About the Farm

“Eating is an agricultural act.” – Wendell Berry

Founded in 1977 by Stephen and Gloria Decater, Live Power Community Farm is a 50-acre, solar electric and horse-powered, diversified, certified biodynamic farm. Four acres are devoted to an intensive vegetable garden hosting some 60 varieties of vegetables and herbs. We use a glasshouse and cold frames to propagate vegetable and flower transplants, and grow home orchard fruits and field and forage crops for hay, grain, and pasture. Animal husbandry includes draft horses, dairy and beef cows, feeder pigs, sheep, and laying hens. We butcher and process meat animals, and bake bread in our outdoor, wood-fired brick oven.

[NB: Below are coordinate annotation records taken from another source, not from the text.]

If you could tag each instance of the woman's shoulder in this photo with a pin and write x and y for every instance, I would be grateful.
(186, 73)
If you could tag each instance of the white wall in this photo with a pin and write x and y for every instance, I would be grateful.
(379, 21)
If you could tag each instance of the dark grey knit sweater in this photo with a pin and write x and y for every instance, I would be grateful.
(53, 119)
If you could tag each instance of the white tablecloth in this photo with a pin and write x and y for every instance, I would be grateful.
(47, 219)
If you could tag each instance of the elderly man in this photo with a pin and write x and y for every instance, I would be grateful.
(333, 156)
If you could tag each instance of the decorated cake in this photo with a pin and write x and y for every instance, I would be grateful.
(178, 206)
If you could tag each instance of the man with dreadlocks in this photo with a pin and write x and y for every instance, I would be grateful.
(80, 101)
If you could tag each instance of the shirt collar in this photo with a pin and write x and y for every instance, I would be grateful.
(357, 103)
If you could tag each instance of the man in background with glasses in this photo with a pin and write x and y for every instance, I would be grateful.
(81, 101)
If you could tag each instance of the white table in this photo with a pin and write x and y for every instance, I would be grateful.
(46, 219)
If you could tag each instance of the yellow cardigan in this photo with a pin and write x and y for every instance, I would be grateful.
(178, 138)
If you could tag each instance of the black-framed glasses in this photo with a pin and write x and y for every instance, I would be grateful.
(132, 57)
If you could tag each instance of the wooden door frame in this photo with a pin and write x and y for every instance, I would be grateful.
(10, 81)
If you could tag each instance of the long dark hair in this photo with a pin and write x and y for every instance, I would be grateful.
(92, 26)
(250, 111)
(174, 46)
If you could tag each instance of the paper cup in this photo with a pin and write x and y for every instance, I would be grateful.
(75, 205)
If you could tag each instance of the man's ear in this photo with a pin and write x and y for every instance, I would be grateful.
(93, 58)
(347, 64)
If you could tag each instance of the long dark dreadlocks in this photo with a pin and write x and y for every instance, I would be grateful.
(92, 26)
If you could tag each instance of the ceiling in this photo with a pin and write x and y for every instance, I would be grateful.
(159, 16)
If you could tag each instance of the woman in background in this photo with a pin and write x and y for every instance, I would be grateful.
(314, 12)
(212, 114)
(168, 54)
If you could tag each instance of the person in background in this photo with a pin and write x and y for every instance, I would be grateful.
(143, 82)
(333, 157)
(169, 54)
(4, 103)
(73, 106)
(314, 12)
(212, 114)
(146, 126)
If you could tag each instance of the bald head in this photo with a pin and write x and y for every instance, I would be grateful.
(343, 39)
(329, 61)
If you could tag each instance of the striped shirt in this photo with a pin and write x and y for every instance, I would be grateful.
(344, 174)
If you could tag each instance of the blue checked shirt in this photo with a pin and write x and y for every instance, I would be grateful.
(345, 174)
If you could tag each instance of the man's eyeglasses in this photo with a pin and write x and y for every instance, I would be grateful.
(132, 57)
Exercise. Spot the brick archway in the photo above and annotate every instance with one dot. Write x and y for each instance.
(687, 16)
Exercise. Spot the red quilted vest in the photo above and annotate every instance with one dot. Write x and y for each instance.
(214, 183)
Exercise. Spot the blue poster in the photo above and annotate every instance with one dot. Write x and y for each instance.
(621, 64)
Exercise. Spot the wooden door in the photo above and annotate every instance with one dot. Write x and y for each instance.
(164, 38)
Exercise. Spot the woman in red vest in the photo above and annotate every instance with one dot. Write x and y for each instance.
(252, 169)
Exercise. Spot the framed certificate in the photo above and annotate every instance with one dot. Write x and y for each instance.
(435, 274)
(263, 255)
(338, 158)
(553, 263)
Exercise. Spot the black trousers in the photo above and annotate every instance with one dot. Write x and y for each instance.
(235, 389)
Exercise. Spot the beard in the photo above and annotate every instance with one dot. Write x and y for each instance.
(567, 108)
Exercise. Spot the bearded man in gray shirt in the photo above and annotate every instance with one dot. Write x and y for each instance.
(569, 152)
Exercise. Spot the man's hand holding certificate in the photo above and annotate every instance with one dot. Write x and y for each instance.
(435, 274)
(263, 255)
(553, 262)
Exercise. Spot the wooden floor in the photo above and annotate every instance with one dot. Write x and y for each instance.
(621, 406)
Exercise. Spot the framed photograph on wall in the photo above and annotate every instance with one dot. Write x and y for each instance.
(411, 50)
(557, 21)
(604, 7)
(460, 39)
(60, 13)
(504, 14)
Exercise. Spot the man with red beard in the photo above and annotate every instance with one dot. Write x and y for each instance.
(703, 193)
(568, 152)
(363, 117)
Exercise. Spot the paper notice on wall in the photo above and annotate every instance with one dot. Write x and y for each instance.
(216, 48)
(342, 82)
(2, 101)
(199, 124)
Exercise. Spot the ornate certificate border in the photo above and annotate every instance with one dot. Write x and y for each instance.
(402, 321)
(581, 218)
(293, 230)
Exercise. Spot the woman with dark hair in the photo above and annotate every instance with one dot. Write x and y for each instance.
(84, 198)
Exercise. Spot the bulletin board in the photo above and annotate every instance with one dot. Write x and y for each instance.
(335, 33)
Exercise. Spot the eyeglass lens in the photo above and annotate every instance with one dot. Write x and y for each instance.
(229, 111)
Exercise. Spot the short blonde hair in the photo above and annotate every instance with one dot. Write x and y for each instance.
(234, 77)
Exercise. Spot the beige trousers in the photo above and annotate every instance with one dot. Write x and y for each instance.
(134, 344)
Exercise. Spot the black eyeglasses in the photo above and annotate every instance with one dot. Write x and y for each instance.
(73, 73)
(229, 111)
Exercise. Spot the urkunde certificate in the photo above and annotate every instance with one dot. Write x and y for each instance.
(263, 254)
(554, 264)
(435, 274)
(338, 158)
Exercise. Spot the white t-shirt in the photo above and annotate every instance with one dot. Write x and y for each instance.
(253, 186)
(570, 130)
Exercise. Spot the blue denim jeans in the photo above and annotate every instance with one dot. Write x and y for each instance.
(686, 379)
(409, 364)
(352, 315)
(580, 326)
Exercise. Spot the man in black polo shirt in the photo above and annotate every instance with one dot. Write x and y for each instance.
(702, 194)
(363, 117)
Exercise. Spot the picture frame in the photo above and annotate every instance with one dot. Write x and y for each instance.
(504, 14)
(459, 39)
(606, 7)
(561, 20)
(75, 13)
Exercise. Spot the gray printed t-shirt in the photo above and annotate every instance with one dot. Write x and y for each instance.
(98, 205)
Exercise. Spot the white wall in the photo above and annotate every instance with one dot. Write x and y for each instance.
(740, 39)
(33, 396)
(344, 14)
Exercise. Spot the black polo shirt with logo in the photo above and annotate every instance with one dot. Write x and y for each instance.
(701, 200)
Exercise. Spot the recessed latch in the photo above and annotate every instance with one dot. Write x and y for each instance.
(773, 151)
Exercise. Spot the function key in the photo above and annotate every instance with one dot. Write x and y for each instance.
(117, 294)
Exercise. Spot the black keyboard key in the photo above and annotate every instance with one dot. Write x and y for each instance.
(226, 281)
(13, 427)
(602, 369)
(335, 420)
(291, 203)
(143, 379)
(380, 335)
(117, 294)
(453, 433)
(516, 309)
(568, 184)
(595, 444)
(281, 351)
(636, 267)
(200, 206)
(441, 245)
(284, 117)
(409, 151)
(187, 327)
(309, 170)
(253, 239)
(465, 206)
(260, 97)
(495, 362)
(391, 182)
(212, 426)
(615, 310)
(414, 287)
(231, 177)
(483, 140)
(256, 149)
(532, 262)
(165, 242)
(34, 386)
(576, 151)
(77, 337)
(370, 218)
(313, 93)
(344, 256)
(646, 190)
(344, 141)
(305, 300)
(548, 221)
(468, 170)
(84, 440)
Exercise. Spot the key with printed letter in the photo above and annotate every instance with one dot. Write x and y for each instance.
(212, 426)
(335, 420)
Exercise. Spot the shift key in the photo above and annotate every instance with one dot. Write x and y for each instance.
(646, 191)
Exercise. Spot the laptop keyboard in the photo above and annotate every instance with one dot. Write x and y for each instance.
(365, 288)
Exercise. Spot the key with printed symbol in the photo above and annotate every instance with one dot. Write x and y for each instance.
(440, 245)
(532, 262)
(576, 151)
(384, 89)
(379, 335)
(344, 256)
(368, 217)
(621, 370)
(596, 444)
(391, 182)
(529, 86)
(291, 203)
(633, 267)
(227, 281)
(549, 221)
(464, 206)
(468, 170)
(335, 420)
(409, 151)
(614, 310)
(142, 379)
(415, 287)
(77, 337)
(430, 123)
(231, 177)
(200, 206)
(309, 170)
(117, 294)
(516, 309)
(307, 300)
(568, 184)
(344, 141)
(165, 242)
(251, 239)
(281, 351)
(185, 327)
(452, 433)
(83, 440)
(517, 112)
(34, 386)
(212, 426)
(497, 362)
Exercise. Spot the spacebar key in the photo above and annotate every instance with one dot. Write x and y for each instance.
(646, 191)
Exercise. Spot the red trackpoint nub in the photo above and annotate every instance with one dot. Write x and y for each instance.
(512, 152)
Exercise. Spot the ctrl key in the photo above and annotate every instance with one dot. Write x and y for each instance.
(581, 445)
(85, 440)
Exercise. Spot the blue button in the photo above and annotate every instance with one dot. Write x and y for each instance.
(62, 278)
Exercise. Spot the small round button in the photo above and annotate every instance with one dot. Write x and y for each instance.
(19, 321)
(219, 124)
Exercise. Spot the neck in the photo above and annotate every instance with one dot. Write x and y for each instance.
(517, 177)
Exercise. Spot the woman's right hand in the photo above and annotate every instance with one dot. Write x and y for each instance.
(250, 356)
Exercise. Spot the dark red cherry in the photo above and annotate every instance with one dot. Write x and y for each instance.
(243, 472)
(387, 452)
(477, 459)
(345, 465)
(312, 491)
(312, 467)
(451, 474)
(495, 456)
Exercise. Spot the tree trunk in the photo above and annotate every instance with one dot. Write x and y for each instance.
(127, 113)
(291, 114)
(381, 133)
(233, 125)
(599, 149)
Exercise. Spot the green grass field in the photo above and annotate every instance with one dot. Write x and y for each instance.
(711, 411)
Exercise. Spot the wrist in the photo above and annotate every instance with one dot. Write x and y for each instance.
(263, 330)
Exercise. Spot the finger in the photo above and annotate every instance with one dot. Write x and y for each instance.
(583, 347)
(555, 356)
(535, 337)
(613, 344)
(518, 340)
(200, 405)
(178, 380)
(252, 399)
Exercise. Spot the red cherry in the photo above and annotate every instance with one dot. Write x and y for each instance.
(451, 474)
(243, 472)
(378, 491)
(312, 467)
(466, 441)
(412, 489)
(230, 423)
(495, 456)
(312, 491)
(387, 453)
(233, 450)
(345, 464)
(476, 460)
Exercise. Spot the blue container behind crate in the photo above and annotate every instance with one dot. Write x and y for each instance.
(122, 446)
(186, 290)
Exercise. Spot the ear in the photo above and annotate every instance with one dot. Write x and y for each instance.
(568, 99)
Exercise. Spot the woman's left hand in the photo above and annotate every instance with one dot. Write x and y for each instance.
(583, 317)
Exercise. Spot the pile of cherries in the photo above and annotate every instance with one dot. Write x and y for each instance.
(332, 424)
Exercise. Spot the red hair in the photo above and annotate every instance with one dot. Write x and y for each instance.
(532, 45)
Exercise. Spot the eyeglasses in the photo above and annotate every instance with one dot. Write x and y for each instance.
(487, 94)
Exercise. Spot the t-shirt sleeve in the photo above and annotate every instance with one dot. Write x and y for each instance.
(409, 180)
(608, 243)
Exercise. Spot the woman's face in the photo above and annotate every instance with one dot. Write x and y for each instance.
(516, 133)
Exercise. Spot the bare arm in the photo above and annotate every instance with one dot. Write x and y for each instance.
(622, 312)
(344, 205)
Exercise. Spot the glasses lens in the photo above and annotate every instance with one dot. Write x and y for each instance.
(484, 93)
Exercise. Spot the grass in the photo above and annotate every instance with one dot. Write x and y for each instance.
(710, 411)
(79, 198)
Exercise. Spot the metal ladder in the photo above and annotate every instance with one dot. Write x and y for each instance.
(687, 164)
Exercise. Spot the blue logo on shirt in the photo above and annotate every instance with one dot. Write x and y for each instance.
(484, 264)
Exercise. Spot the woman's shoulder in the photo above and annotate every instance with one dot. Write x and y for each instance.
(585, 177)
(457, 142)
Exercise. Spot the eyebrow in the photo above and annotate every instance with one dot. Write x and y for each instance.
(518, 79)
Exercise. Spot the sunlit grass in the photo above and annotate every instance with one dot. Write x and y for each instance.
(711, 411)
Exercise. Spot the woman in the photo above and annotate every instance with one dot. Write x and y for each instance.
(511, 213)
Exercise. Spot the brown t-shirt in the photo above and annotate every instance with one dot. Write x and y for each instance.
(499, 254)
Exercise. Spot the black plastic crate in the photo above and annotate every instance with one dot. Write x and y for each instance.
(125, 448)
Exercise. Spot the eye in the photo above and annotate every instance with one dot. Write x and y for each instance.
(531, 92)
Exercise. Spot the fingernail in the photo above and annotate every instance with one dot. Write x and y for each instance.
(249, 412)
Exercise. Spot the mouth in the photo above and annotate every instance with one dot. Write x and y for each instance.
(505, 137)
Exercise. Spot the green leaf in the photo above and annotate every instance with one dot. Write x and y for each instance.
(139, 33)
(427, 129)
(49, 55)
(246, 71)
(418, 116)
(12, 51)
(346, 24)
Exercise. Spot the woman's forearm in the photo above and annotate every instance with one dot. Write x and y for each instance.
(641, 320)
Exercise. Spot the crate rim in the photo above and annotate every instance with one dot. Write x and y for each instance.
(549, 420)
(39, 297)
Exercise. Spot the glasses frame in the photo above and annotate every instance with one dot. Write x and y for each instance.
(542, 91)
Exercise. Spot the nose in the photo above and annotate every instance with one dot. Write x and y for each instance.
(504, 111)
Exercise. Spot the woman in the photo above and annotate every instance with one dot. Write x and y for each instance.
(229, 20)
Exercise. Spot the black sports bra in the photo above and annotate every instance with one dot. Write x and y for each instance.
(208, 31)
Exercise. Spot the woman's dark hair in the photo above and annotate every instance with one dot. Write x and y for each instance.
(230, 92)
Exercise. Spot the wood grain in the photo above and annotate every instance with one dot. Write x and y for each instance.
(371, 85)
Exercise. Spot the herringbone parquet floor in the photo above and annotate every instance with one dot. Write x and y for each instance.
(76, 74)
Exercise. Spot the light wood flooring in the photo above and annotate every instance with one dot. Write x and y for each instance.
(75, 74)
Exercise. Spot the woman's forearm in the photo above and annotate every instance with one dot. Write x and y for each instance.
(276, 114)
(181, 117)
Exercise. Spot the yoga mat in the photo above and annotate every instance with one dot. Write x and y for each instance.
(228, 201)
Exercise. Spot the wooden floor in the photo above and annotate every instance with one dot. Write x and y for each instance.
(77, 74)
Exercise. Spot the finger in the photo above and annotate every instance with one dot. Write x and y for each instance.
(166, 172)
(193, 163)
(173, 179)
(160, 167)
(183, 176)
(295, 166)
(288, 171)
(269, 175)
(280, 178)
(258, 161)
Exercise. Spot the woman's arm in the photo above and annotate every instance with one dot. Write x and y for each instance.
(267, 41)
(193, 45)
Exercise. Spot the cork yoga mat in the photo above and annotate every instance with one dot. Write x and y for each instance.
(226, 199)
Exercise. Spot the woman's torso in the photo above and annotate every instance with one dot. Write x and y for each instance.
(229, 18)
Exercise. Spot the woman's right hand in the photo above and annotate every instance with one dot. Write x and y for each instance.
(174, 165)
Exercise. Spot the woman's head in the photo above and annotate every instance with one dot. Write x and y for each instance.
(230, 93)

The farm is located at about 1,400 feet elevation in Round Valley in Mendocino County, California. The valley, with a local population of about 3,000, has the largest Native American reservation in California and is surrounded by the Eel River and the Mendocino National Forest. Local agriculture includes cattle and hay raising and small organic herb and fruit growing. It is hot and dry during the summer, with winter rains from November to March.

Since 1978, apprentices have been part of our farm community. Just as we once learned from the agricultural visionary Alan Chadwick, we now continue that tradition by teaching adults of all ages from the United States and abroad in work-study programs lasting from three months to three years.

We began operating as a Community Sustained Agriculture (CSA) farm in 1988, with 15 families who supported our goals of long-term productivity and soil and environmental health. Over the years we have
consciously developed our farm by encouraging community involvement and interaction. We believe farms must not only provide healthy, nourishing food, but also create an avenue for people to re-enter
the garden and develop the consciousness, strength, and commitment to care for it. Today, our farm is supported entirely by more than 100 families and individuals who carry the operating cost of the farm and share in the harvest, and by our school class visitation program for elementary and secondary school classes.

Our three grown sons—Alexander, Christopher and Nicholas—are busy now with their own projects and land, though they all help us out when needed.

As we look to the future, there are two permanent positions at Live Power Community Farm we hope to find individuals to fill. Under our general guidance, a garden manager would lead the team of 3 to 5 apprentices in husbanding the vegetable garden, and a horse farmer would be responsible for horse work and care, and for growing hay, grain, and pasture for the livestock. Learn more about these positions.

We would also like to secure additional land that would enable us to complete our biodynamic farm organism, that is, producing feed, fertilizer, and energy from our own land base. By adding fields for growing hay and grains and more pastureland for grazing, we would be able more easily to provide enough feed for our animals and to operate the farm as a self-sufficient organism.